Le opere, finanziate dalla Regione Campania per due milioni di euro e di cui Gori è soggetto attuatore,
attraverso il completamento dei collettori comprensoriali e l’estensione della rete fognaria, consentiranno
di portare a depurazione all’impianto di Angri i reflui provenienti da via Cesarano, via Leopardi, via Perone,
Via Mangioni, traversa Mangioni, via Vicinale Filettine, traversa Seconda Filettine, via Corallo e via Lamioni.
Il progetto prevede, tra le altre cose, la realizzazione degli allacci alle utenze residenti, la realizzazione di
un impianto di sollevamento in via Lamioni e l’attivazione di uno scaricatore di piena a Sant’Egidio del
Monte Albino, in via Ippolito.

“Oggi inauguriamo con Gori un cantiere molto significativo per la città – ha dichiarato il sindaco De Prisco – che porterà notevoli migliorie al servizio fognario, con il completamento delle reti e la riduzione degli allagamenti in punti nevralgici come via Cesarano e via Leopardi. Ringraziamo l’ente esecutore Gori per il proficuo dialogo instaurato ed Eic per la collaborazione costruttiva, che ha portato alla realizzazione di una progettualità che assecondasse le nostre esigenze più impellenti. Attraverso l’assessore Felice Califano abbiamo lavorato affinché tutte le nostre esigenze potessero giungere in modo puntuale sui tavoli decisori. Attendiamo anche gli interventi sugli acquedotti, già parzialmente iniziati” ha concluso De Prisco.
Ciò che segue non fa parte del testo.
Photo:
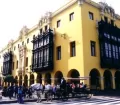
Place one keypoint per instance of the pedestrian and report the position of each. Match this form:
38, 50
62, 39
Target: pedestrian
20, 95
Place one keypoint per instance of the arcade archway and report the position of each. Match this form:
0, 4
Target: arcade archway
94, 78
39, 78
58, 76
117, 80
73, 74
107, 80
48, 78
31, 79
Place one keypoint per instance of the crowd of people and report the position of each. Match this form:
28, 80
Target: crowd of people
49, 89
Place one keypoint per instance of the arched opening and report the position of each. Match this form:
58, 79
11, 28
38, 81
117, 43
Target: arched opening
31, 79
58, 76
107, 80
117, 80
20, 80
73, 74
94, 79
48, 78
26, 80
39, 78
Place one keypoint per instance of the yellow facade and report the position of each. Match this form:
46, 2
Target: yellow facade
81, 30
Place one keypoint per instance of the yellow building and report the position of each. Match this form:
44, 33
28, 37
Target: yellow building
83, 43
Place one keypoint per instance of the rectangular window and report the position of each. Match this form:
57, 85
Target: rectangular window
28, 40
41, 31
46, 27
59, 53
72, 49
91, 16
26, 61
93, 48
58, 23
17, 65
106, 19
71, 16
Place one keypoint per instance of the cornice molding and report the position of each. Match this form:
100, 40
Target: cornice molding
23, 32
46, 19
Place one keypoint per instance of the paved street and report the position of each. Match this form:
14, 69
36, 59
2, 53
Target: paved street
94, 101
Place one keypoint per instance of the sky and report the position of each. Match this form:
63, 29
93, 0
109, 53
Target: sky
14, 14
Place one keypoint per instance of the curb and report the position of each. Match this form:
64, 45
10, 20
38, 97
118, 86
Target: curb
15, 101
32, 100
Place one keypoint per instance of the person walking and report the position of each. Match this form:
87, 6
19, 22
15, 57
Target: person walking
20, 95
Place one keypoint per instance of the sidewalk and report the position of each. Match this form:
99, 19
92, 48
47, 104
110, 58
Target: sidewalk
6, 100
“Prosegue la nostra azione – ha precisato Andrea Palomba – per il risanamento degli schemi fognari e depurativi e il superamento dell’emergenza ambientale che interessa il bacino idrografico del fiume Sarno, grazie ad un programma di 42 interventi di cui fanno parte le importanti opere avviate oggi a Pagani, che saranno ultimate a luglio 2023, e sono frutto anche della positiva interlocuzione con l’amministrazione comunale”.
“Un momento storico per i cittadini di Pagani – ha aggiunto il coordinatore Eic Raffaele Coppola – che testimonia la fortissima attenzione verso i territori e il proseguimento di un percorso in cui i Comuni sono tornati protagonisti del sistema idrico integrato, anche attraverso una serie di attività di ascolto e coinvolgimento dei territori”.